What she’d been slaving for. Her therapy and escape that, as it turned out, hadn’t quite worked.

She stood up unsteadily and made her way toward the bathroom.

Unlucky thirteen. Unlucky Anna.

At least she had her scholarship. That was all that was left for her, all that was left inside her…her music. Thirteen. A child.

She knew she wasn’t going to kill anyone.

13

Quinn sat in the sun on a bench just inside the Eighty-sixth Street entrance to Central Park and watched them approach.

Fedderman looked the same, only a little heavier, the coat of his rumpled brown suit flapping, his tie askew, the same shambling gait. He had less hair to be mussed by the summer breeze, and he seemed out of breath, as if he was trying to keep up with the quick, rhythmic strides of the small woman next to him.

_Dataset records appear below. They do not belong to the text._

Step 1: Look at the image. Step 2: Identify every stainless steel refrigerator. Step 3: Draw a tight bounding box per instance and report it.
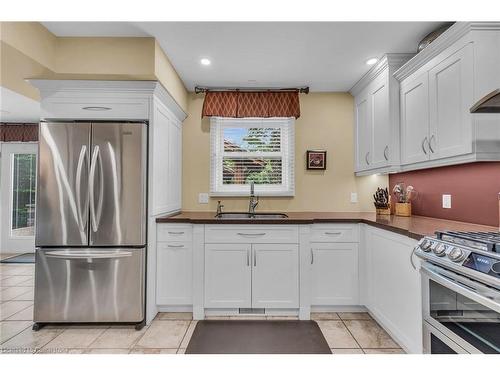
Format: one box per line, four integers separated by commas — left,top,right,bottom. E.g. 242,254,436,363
34,122,147,329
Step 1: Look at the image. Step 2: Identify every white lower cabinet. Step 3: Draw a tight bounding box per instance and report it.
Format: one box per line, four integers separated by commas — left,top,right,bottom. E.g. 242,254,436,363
156,242,193,305
205,244,252,308
311,243,359,306
205,244,299,308
363,226,422,353
252,244,299,308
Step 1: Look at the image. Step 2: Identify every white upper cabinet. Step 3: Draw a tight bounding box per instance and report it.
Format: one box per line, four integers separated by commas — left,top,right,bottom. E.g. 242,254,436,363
369,74,394,168
350,54,413,174
354,92,372,171
429,43,473,159
401,73,429,164
394,22,500,171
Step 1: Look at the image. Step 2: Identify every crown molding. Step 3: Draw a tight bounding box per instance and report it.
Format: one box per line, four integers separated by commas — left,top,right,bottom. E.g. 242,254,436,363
349,53,415,96
26,79,187,121
394,22,500,81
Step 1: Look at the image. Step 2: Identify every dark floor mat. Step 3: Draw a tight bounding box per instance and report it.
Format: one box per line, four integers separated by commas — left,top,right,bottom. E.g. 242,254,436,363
0,253,35,263
186,320,331,354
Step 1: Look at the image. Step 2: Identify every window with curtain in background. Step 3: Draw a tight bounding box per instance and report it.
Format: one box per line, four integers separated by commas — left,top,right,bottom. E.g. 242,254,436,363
210,117,295,196
11,154,36,237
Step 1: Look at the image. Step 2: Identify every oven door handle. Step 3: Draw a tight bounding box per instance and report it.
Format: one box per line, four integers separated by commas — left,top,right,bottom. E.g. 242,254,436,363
421,264,500,313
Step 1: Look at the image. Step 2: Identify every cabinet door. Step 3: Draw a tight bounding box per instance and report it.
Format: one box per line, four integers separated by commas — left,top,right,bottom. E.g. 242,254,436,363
354,93,372,171
370,73,394,168
167,119,182,210
365,228,422,353
205,244,252,308
401,72,430,164
156,242,193,305
429,44,473,159
311,243,359,305
252,244,299,308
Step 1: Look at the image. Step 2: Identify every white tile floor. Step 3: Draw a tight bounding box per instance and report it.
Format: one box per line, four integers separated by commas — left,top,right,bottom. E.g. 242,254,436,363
0,264,404,354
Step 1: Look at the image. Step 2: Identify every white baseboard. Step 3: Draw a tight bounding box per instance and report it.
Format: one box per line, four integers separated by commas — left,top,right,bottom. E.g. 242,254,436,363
311,305,368,312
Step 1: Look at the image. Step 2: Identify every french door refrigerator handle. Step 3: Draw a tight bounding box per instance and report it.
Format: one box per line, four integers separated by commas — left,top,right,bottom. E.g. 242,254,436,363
89,145,104,232
76,145,89,233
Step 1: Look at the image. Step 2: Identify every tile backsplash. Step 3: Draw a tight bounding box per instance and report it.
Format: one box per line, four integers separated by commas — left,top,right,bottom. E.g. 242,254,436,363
389,162,500,226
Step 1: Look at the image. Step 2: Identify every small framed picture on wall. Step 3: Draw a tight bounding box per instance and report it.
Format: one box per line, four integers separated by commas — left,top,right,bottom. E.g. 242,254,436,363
306,150,326,170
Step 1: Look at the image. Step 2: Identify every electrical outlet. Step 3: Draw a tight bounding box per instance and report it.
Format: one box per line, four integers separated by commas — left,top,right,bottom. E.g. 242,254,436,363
198,193,208,204
351,193,358,203
443,194,451,208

Pearl Kasner seemed to generate energy even from this distance. She was economical, deliberate and decisive in her movements to the point that there seemed something robotic in her resolute walk. She was a study in contrasts of light and dark, a mass of black hair framing a pale face from which dark eyes glared, lips too red, a gray skirt and a black blazer despite the warm morning. It was as if a small child had been given only black and white crayons and told to draw a woman, and here she was, with a compact completeness about her and a vividness almost unreal.

Quinn stood up from the bench, feeling the sun warm on his shoulders. “Hello, Feds.”

Fedderman smiled. “Quinn! Back in harness where you belong!”

The two men shook hands, then hugged. Fedderman slapped Quinn on the back five or six times before they separated.

“Make the most of this chance, buddy!” he said.

“Count on it,” Quinn told him.

“I’m here,” Pearl said.

Quinn looked at her. “So you are. Sorry if we ignored you. Fedderman and I are old-”

“I know,” Pearl said, “you go back a long way. You’ve watched each other’s backs, broken bread together, flirted with the same waitresses, fought the same fights. Fedderman filled me in.”

Fedderman grinned at Quinn. “This is Pearl. She’s a fighter.”

Quinn stepped back and regarded Pearl. Despite her sarcasm, she was smiling with large, perfect white teeth. “I’ve heard that about you, Pearl. A fighter. Also that you have talent as a detective.”